Remote Jupyter Lab kernel for Databricks

Project description

Local JupyterLab connecting to Databricks via SSH

This package allows to connect to a remote Databricks cluster from a locally running Jupyter Lab:

1 Prerequisites

  1. Operating System

    Either Macos or Linux. Windows is currently not supported

  2. Anaconda installation

    A recent version of Anaconda with Python >= 3.5 The tool conda must be newer then 4.7.5

  3. Databricks CLI

    To install Databricks CLI and configure profile(s) for your cluster(s), please refer to AWS / Azure

    Whenever $PROFILE is used in this documentation, it refers to a valid Databricks CLI profile name, stored in a shell environment variable.

  4. SSH access to the Databricks cluster

    Configure your Databricks clusters to allow ssh access, see Configure SSH access

    Only clusters with valid ssh configuration are visible to databrickslabs_jupyterlab.

2 Installation

  • Create a new conda environment and install databrickslabs_jupyterlab with the following commands:

    (base)$ conda create -n db-jlab python=3.6
    (base)$ conda activate db-jlab
    (db-jlab)$ pip install --upgrade databrickslabs-jupyterlab==1.0.2-rc6
    

    The prefix (db-jlab)$ for all command examples in this document assumes that the databrickslabs_jupyterlab conda enviromnent db-jlab is activated.

  • Bootstrap the environment for databrickslabs_jupyterlab with the following command:

    (db-jlab)$ databrickslabs-jupyterlab -b
    

    It finishes with an overview of the usage.

3 Usage

Ensure, ssh access is correctly configured, see Configure SSH access

3.1 Starting Jupyter Lab

  • Create a jupyter kernel specification for a Databricks CLI profile $PROFILE and start Jupyter Lab with the following command:

    (db-jlab)$ databrickslabs-jupyterlab $PROFILE -l
    

Notes:

  • The command with -l is a shortcut for

    (db-jlab)$ databrickslabs-jupyterlab $PROFILE -k
    (db-jlab)$ jupyter lab
    

    that ensures that the kernel specificiation is updated (one could omit the first step if the kernel specification is up to date)

  • A new kernel is available in the kernel change menu (see here for an explanation of the kernel name structure)

3.2 Using Spark in the Notebook

Getting a remote Spark Session in the notebook

When the cluster is already running the status bar of Jupyter lab should show

kernel ready

To connect to the remote Spark context, enter the following two lines into a notebook cell:

[1] from databrickslabs_jupyterlab.connect import dbcontext
    dbcontext()

This will request you to add the token copied to clipboard above:

    Fri Aug  9 09:58:04 2019 py4j imported
    Enter personal access token for profile 'demo' |_____________________________|

After pressing Enter, you will see

    Gateway created for cluster '0806-143104-skirt84' ... connected
    The following global variables have been created:
    - spark       Spark session
    - sc          Spark context
    - sqlContext  Hive Context
    - dbutils     Databricks utilities

Overview

Note: databrickslabs-jupyterlab $PROFILE -c let's you quickly copy the token to the clipboard so that you can simply paste the token to the input box.

Switching kernels

Kernels can be switched via the Jupyterlab Kernel Change dialog.
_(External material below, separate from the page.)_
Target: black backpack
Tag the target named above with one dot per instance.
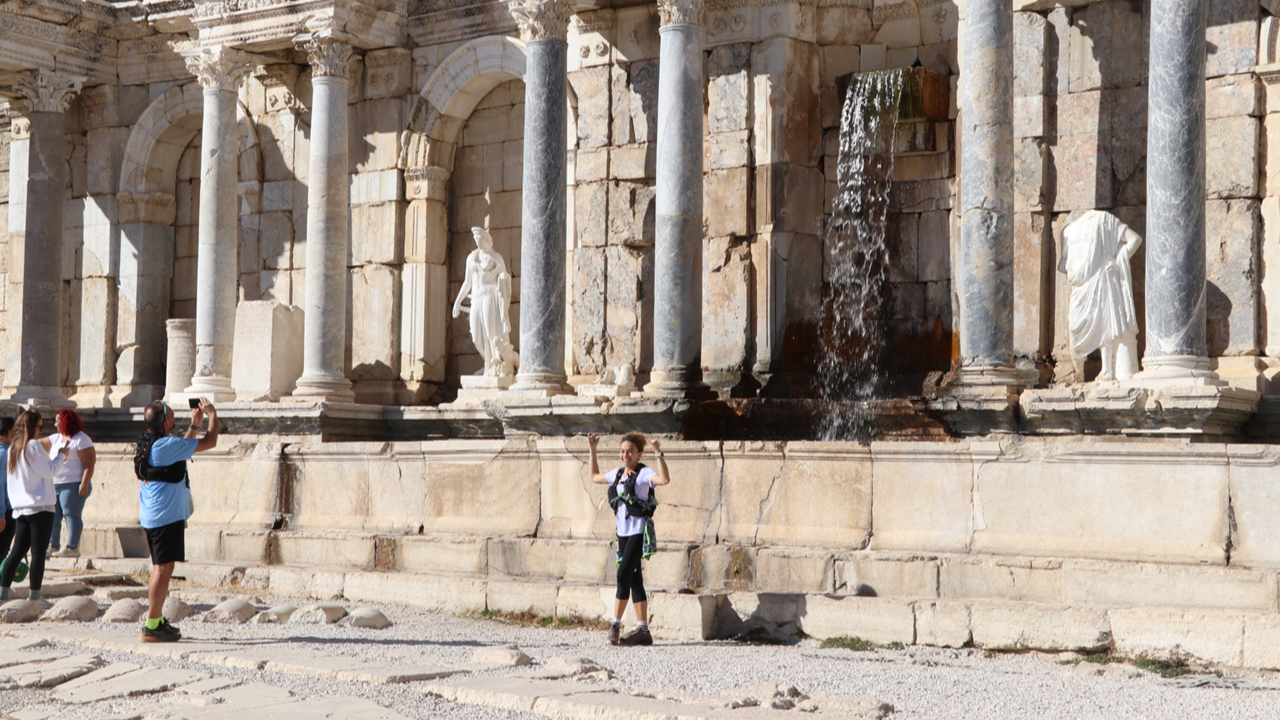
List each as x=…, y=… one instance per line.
x=636, y=507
However, when switching to a remote kernel, the local connection context might get out of sync and the notebook cannot be used. In this case:

  1. shutdown the kernel
  2. Select the remote kernel again from the Jupyterlab Kernel Change dialog.

A simple Kernel Restart by Jupyter lab will not work since this does not refresh the connection context!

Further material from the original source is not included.